Rosberg was undoubtedly a big-name exit that prompted a big decision. But Bottas has been a neutral swap in terms of results – Mercedes has continued to win both titles – and has helped upgrade Hamilton. So overall, Mercedes is probably better off with his replacement.
Not long after Rosberg, Mercedes lost another member of its original frontline title-winning team.
“Paddy has played an important part in our success during the past three and a half years and we thank him for his contribution,” Mercedes F1 boss Toto Wolff said when Paddy Lowe departed, eventually to join Williams as its technical chief.
Lowe’s role as Mercedes’ most senior technical person undoubtedly means he deserves a share of the credit for its domination of the 2014, 2015 and 2016 seasons. But there has also been a suggestion that Lowe, whose F1 career was founded as a very gifted electronics engineer, was also the beneficiary of success by-proxy.
His ascension to top tech roles at McLaren and Mercedes was obviously no fluke. But as Wolff said at the time, “success in Formula 1 is not about single individuals but about the strength in depth and technical capability of an organisation”.

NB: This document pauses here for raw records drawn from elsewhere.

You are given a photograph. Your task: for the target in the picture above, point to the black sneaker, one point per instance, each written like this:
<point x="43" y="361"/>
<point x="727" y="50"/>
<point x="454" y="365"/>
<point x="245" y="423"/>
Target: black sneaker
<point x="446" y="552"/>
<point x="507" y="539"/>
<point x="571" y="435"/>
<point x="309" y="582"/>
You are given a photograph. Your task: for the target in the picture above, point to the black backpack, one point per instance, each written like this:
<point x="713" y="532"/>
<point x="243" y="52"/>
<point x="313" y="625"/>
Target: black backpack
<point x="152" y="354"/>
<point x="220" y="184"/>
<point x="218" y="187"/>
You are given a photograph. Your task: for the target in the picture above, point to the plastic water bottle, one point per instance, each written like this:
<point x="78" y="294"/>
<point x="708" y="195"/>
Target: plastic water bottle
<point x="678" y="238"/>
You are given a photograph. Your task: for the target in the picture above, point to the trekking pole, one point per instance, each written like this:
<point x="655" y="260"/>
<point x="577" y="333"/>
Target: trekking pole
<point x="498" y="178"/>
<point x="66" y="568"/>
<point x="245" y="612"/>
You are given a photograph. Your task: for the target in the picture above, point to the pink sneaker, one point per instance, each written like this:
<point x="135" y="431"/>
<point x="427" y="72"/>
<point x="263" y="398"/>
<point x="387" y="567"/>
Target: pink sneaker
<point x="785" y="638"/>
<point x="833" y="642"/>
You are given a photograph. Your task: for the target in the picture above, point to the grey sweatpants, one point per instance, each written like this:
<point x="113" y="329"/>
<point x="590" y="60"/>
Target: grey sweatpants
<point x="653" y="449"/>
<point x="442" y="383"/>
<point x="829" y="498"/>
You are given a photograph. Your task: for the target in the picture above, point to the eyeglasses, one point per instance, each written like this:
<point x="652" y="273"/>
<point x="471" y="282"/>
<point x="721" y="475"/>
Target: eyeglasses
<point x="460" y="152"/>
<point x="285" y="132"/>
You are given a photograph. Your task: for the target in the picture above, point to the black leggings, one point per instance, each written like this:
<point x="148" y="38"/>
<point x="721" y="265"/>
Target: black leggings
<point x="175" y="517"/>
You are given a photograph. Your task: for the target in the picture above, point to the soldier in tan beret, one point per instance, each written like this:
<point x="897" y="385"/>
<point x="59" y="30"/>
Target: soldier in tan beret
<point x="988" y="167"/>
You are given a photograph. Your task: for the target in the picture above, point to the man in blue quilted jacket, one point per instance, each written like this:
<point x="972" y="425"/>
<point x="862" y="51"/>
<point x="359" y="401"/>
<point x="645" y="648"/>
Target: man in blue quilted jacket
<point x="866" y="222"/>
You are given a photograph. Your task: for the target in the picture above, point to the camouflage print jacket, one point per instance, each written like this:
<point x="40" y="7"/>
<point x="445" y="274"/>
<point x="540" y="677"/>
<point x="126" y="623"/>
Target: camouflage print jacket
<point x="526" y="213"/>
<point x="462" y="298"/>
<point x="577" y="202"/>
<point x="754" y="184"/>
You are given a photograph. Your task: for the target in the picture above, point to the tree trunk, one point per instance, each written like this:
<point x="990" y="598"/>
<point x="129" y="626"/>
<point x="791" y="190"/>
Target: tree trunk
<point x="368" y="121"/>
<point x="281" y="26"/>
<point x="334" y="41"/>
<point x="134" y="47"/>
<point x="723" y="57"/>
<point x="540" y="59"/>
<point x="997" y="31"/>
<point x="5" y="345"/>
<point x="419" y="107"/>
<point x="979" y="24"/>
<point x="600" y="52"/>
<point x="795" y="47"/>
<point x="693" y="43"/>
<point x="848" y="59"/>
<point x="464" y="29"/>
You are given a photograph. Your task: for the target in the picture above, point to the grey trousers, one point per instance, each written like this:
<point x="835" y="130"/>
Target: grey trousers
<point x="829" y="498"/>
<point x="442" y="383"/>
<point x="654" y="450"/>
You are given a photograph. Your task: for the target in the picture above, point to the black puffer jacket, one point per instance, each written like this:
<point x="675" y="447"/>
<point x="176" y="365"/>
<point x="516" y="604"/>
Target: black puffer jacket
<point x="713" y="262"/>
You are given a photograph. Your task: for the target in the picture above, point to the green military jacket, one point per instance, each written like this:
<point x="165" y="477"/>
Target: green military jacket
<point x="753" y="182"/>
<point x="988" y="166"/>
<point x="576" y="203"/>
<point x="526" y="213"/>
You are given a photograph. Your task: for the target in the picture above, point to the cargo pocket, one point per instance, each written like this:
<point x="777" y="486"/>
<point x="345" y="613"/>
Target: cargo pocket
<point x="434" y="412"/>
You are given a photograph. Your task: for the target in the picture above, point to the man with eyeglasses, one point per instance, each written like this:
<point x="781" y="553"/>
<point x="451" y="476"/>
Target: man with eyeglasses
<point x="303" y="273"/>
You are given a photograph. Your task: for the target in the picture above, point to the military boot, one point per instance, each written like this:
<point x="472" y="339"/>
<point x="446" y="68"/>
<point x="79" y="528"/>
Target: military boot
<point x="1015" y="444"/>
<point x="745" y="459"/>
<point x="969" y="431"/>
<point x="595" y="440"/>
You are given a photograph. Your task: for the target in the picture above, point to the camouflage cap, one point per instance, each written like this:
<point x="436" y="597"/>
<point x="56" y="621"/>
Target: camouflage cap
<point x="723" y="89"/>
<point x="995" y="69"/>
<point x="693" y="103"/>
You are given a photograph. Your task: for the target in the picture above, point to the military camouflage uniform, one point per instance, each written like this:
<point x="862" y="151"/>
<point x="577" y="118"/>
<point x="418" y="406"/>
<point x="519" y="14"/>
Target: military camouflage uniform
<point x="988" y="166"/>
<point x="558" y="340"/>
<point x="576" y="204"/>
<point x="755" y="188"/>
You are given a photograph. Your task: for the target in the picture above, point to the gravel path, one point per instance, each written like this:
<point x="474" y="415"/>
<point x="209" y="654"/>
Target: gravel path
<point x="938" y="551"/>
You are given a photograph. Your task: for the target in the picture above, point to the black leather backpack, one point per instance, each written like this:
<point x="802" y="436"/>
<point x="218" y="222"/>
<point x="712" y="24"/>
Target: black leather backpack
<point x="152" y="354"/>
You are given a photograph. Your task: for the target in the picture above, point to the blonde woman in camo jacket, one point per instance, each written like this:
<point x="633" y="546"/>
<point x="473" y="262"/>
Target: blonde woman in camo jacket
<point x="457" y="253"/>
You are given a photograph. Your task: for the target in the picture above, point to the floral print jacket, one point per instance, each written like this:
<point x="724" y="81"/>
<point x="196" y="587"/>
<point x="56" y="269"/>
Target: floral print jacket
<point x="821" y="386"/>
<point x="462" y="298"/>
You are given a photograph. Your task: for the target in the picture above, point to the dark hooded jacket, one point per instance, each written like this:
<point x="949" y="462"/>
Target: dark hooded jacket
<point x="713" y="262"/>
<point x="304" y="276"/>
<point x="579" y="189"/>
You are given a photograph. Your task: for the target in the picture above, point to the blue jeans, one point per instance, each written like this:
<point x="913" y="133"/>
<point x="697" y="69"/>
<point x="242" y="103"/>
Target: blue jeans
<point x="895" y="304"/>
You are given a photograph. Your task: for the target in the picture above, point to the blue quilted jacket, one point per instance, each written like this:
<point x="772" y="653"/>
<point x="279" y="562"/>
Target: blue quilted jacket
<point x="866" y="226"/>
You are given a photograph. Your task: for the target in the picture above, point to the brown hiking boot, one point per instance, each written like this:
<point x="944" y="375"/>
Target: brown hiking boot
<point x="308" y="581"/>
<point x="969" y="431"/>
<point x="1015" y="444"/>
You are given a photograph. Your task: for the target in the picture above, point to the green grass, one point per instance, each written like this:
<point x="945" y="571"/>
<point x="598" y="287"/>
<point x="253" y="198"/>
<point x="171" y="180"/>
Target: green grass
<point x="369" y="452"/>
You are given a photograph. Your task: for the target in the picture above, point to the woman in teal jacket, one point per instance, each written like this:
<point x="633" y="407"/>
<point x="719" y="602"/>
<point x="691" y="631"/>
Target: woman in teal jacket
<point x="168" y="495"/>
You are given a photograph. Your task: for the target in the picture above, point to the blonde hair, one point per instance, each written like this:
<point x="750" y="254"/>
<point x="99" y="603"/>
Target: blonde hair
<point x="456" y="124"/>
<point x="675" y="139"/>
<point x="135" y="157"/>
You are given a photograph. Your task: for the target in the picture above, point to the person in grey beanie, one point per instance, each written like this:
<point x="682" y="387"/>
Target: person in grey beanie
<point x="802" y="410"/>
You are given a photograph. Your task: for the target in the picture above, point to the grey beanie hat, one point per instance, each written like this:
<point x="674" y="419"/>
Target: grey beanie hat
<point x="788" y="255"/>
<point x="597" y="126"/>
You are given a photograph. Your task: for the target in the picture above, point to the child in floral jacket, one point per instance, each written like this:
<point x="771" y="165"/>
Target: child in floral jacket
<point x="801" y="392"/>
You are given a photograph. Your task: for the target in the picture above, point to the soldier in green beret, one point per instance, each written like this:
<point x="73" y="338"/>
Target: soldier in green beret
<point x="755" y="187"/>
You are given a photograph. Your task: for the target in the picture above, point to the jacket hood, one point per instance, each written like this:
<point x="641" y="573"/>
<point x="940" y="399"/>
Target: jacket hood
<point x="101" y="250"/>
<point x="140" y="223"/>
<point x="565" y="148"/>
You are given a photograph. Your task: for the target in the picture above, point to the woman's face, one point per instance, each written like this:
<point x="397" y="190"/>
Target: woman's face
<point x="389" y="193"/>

Wolff meant that in the context of Mercedes’ succession plan. But Lowe’s struggles at Williams, where many have pinpointed his leadership as part of its nosedive across 2018 and 2019, gave rise to a theory that Mercedes was quite happy to find a soft landing for Lowe because he was not vital to its prospects.
Its technical chief since Lowe has been James Allison, who already had a fine reputation in F1 circles but has gone from strength to strength as Mercedes technical director.
Allison’s technical savviness, with a background in aerodynamics, and his apprenticeship in man-management and leading a team at Renault/Lotus have helped him carve out a particularly stellar standing.
He was tipped to be joining Mercedes long before Lowe’s exit was confirmed. In that instance, it’s very much a case of what Mercedes gained from its transition, not what it was losing.
Perhaps Mercedes’ most recent top-line departure is the best barometer for the challenge it faces in thriving post-Cowell.
The 2018 announcement of Aldo Costa’s eventual exit was twinned with the news that performance director Mark Ellis would leave as well, then take a sabbatical from mid-2019, with Loic Serra replacing him.
That meant two senior bodies heading towards the exit door, and in Costa, Mercedes was losing what Wolff described as “one of the pillars of the team”.
Costa joined Mercedes in 2011 as engineering director, held that role during its first five title doubles from 2014 to 2018, before slipping into a technical advisory capacity for 2019 prior to his departure to Dallara.
Yet Mercedes did not unravel in 2019 and has shown plenty of designs of the design flare that keeps a team on top even after so much success.
Costa’s initial step down meant chief designer John Owen became the senior member of the engineering group, under Allison’s leadership. This group being the one that created the dual-axis steering system that set tongues wagging in pre-season earlier this year.
“We have said many times that you cannot freeze a successful organisation; it is a dynamic structure and I am proud that we are able to hand the baton smoothly to the next generation of leaders inside the team,” said Wolff two years ago.
That is similar to what Mercedes’ engine division will go through now. A significant departure, but not one that comes as a bombshell internally, which means thought and attention is paid to the succession plan and, crucially, the outgoing individual remains on-hand to assist the transition.
Mercedes’ rivals will surely hope that the departure of a man like Cowell – “a key factor” in Mercedes’ F1 success who has made an “outstanding contribution” to its legacy – will loosen its grip on both championships.
Major departures haven’t had that effect before. Maybe the loss of Cowell’s particular brilliance, the fact it’s on the Brixworth side of the business, and relates more to the technology that has underpinned Mercedes’ success, will make a difference.
But Mercedes’ track record at handling this sort of thing would suggest otherwise.